Jim McClennan, How to write a blog-buster, the Guardian (8 April 2004). I found this to be a very interesting article and am linking to it so I can read it again - and some of the fictional blogs mentioned.
This is something which I would like to do, but I'm still pondering a manageable and sustainable way to approach it. I did dabble with This is not me and New Dark Ages, which I've discontinued and taken off the web. It is more difficult to maintain a blog "in character", at least for me. I tend to be more self-conscious about my fiction writing, which makes it more difficult to create even 1-3 entries a week.
To succeed as a fictional blogger, I would need to appreciate that it is a fundamentally different and paradoxical form of writing. It is part improvization. It needs to be good, spontaneous and most importantly, not belaboured or over-edited.
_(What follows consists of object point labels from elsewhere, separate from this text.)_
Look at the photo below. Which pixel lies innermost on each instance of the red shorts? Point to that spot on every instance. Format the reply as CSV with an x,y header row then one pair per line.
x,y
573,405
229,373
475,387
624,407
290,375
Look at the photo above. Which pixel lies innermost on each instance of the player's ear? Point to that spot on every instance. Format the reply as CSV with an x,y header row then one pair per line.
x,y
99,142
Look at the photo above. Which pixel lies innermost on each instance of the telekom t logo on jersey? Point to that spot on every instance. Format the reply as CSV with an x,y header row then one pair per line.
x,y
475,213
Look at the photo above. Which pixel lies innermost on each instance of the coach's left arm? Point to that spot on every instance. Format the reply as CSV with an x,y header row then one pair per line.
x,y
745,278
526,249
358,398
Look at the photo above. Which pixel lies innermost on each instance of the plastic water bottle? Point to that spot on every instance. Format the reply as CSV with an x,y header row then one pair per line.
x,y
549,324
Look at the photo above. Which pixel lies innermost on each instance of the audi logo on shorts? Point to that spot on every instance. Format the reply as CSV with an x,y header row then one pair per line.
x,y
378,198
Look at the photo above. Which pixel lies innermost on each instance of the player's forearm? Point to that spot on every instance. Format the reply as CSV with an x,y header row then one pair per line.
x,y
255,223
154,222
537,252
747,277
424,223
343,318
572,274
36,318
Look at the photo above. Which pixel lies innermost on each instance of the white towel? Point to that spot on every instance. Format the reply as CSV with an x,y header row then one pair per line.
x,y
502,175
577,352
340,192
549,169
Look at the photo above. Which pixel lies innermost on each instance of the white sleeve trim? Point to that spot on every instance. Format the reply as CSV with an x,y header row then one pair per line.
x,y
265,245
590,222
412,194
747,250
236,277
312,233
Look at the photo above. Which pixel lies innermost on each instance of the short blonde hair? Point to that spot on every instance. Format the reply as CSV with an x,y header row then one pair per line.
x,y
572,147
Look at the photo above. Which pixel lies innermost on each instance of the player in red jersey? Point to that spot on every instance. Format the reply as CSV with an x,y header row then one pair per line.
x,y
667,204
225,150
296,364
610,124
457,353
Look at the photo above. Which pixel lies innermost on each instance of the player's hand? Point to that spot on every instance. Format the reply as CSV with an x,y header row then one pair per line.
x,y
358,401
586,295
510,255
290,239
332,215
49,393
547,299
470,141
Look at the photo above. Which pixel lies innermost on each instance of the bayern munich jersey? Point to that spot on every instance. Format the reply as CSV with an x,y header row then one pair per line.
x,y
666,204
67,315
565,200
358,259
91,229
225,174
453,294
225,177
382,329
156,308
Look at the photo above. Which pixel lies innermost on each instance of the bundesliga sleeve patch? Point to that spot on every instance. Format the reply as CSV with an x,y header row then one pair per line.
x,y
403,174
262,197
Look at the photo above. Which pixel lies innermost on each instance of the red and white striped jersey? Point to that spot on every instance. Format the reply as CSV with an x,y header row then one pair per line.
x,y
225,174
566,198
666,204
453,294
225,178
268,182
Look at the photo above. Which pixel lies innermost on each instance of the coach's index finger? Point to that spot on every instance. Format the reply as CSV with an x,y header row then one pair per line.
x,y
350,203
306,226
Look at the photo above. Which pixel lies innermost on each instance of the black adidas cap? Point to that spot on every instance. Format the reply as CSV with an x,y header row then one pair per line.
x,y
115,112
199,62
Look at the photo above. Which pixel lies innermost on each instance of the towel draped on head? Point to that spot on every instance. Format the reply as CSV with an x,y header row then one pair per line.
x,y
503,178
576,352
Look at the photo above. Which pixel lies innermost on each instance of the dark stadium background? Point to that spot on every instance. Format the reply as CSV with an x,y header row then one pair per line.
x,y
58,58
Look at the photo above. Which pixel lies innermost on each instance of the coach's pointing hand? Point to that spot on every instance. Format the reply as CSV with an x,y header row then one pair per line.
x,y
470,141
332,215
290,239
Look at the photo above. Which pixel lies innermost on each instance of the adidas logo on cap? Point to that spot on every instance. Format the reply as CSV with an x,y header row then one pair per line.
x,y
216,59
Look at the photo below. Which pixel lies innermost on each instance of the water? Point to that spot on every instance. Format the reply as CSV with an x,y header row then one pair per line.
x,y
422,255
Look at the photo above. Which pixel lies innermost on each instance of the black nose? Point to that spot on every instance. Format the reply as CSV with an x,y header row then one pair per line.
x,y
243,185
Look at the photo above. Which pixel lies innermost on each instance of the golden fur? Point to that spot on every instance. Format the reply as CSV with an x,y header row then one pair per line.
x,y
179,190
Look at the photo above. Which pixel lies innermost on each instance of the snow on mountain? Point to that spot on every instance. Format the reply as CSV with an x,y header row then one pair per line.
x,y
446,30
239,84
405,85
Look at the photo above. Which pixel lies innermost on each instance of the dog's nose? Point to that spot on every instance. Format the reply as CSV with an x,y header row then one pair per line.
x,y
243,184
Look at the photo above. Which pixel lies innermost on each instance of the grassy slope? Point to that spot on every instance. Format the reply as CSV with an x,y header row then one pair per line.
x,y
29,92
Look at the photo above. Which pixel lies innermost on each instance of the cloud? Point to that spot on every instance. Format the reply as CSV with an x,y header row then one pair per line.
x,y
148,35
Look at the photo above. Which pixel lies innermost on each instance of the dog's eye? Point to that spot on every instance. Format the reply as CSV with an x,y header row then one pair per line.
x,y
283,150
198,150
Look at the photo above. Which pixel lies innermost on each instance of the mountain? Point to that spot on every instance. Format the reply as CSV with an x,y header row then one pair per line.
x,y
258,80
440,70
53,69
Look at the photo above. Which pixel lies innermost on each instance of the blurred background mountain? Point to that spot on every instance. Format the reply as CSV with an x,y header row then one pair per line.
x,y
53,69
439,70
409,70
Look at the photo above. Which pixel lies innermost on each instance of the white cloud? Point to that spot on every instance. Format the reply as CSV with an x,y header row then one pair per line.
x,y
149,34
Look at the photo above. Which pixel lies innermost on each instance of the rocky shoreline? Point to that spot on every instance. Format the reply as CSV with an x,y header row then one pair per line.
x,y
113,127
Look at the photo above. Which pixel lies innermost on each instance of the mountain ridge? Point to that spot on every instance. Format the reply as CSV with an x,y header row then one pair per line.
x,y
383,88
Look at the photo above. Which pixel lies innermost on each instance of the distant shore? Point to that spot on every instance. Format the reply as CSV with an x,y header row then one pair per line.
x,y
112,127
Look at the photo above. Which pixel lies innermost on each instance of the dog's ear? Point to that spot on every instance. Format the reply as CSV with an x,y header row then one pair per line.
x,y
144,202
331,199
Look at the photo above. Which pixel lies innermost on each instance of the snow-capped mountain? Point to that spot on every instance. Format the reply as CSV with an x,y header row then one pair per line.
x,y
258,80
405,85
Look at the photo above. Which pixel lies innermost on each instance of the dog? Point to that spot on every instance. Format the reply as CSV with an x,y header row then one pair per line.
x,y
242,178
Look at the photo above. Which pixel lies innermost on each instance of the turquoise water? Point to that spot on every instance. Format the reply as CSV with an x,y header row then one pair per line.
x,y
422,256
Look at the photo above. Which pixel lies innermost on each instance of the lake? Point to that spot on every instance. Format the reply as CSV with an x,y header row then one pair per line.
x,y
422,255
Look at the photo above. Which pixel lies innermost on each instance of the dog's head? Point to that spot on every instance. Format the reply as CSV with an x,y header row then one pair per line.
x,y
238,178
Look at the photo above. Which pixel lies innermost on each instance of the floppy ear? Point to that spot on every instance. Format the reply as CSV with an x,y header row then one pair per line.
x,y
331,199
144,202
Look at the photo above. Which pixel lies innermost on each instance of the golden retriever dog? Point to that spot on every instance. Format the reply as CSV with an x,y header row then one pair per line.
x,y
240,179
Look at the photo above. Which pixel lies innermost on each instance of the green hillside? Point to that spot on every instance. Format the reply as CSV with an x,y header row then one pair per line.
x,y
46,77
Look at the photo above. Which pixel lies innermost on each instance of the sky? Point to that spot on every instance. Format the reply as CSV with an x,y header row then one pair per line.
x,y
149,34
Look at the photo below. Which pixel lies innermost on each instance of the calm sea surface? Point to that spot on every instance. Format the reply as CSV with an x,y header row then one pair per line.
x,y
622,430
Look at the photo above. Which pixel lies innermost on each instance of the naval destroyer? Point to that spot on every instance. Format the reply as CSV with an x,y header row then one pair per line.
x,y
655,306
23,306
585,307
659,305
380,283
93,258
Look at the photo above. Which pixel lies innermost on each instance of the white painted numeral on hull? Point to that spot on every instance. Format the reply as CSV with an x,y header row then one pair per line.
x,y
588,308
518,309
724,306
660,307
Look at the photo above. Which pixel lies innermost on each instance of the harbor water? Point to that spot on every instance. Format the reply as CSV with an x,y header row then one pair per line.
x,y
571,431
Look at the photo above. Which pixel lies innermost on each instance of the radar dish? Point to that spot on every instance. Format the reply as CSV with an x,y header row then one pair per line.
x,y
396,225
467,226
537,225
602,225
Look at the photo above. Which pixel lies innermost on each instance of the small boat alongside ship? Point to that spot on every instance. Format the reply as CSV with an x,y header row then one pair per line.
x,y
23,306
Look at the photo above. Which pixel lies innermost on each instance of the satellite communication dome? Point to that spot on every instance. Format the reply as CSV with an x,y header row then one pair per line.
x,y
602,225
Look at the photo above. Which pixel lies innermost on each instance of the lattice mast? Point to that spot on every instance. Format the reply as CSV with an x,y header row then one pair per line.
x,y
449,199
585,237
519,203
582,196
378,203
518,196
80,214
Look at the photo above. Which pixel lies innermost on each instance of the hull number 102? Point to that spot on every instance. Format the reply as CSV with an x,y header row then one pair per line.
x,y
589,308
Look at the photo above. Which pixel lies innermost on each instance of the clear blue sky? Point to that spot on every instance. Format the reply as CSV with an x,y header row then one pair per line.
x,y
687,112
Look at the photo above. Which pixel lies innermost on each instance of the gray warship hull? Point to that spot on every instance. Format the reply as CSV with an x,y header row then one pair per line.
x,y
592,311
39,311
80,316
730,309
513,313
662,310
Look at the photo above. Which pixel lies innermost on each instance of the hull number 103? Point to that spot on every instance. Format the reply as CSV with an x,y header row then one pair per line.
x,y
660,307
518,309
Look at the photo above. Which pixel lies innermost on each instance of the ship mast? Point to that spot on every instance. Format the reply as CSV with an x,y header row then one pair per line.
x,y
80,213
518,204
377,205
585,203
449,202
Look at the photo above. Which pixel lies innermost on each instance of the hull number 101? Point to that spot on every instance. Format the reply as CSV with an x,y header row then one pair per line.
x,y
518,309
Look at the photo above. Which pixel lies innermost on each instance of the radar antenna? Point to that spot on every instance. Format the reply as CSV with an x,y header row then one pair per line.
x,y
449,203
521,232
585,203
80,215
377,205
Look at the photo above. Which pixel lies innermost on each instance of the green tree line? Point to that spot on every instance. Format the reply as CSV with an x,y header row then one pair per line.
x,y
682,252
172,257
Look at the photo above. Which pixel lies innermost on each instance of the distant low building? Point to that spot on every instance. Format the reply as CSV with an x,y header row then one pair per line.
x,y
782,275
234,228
I believe strongly that fictional blogs should not be revised in any significant way after they have been written. It will have flaws which fixed writing would never countenance, but this is what makes them real and engaging. Although it possible to publish a novel, short story or poem on blogging software, this would only be an innovation in the means of publication, not an innovation which took advantage of any characteristics of the blog medium.
I certainly would like to try this again. I'm mulling over aspects of characters, setting (as a real blogger, this is something I don't need to invent) and plot - and how to change these artificial ingredients into something that's real.